Pasca serangan di Paris, Perancis, November 2015, Paus Fransiskus berkata, “Bahkan saat ini, setelah kegagalan kedua dari perang dunia, mungkin seseorang dapat berbicara tentang perang ketiga, satu tahap sedikit demi sedikit, dengan kejahatan, pembantaian, kehancuran.” (http://www.huffingtonpost.com/entry/pope-francis-worldwar-3_5648ab7de4b06037734973e6)
Kalimat yang senada pernah Ia katakan di Memorial Park pada tahun 2014 di Italia, saat seremonial penghormatan bagi tentara Italia yang tewas pada Perang Dunia I.
Ucapan Paus Fransiskus ini perlu diberi perhatian khusus. Terlebih, Paus adalah seorang tokoh agama yang diikuti kata-katanya. Pada zaman Perang Salib, Paus adalah penggerak dan pendeklarasi Perang. Paus Urbanus II pada perang salib 1, memobilisasi massa Kristiani untuk berperang, merebut dan mempertahankan tanah suci Yerusalem. Pada masa perang salib 2, Paus Eugenius III juga menjadi penggerak massa Kristen untuk berperang melawan Muslim di Palestina, yang saat itu dipimpin oleh Sholahuddin Al Ayyubi. (https://id.wikipedia.org/wiki/Perang_Salib)
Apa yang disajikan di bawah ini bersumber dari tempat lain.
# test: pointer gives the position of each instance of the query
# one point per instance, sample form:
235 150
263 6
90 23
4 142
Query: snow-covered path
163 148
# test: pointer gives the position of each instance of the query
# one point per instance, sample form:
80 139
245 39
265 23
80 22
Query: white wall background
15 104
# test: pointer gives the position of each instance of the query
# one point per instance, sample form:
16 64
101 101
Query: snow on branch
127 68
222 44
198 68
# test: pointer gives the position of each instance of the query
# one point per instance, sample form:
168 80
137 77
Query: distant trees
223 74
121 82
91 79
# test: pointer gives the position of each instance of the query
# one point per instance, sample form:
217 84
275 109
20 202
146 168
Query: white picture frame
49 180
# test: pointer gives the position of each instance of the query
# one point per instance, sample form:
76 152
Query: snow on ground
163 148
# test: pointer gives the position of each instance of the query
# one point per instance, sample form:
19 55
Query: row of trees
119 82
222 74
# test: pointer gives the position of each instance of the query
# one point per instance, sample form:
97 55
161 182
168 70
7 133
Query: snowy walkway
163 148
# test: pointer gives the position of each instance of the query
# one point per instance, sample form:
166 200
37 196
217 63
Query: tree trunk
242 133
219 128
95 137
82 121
Ada juga beberapa konflik yang hari ini berpotensi menjadi faktor pemicu yang mengarah ke Perang Dunia III:
1. Invasi Rusia di Ukraina
Pada bulan Februari 2014, 6.000 tentara Rusia bergerak ke semenanjung Krimea dan mengambil alih beberapa bandara. Ini hanya awal, pasukan Rusia lalu mengambil alih pangkalan militer, gedung-gedung pemerintah, dan banyak lagi. Sebagian pribumi Ukraina menyebut ini tindakan perang, tetapi banyak pula pendukung Rusia di negara itu yang senang melihat langkah yang dilakukan oleh Rusia. Kerusuhan mengisi jalan-jalan sebagai kekuatan politik bentrokan. Pemimpin melarikan diri, meninggalkan sejumlah besar pendukung yang berjuang melawan kehadiran Rusia.
PBB, NATO, dan AS semuanya telah siaga satu sejak invasi. Rusia, dan pemimpinnya, Putin menegaskan bahwa invasi tersebut bukanlah sebuah tindakan agresi, tetapi hanya bergerak untuk membuat Ukraina lebih “terasa” Rusia di aspek budaya dan politik.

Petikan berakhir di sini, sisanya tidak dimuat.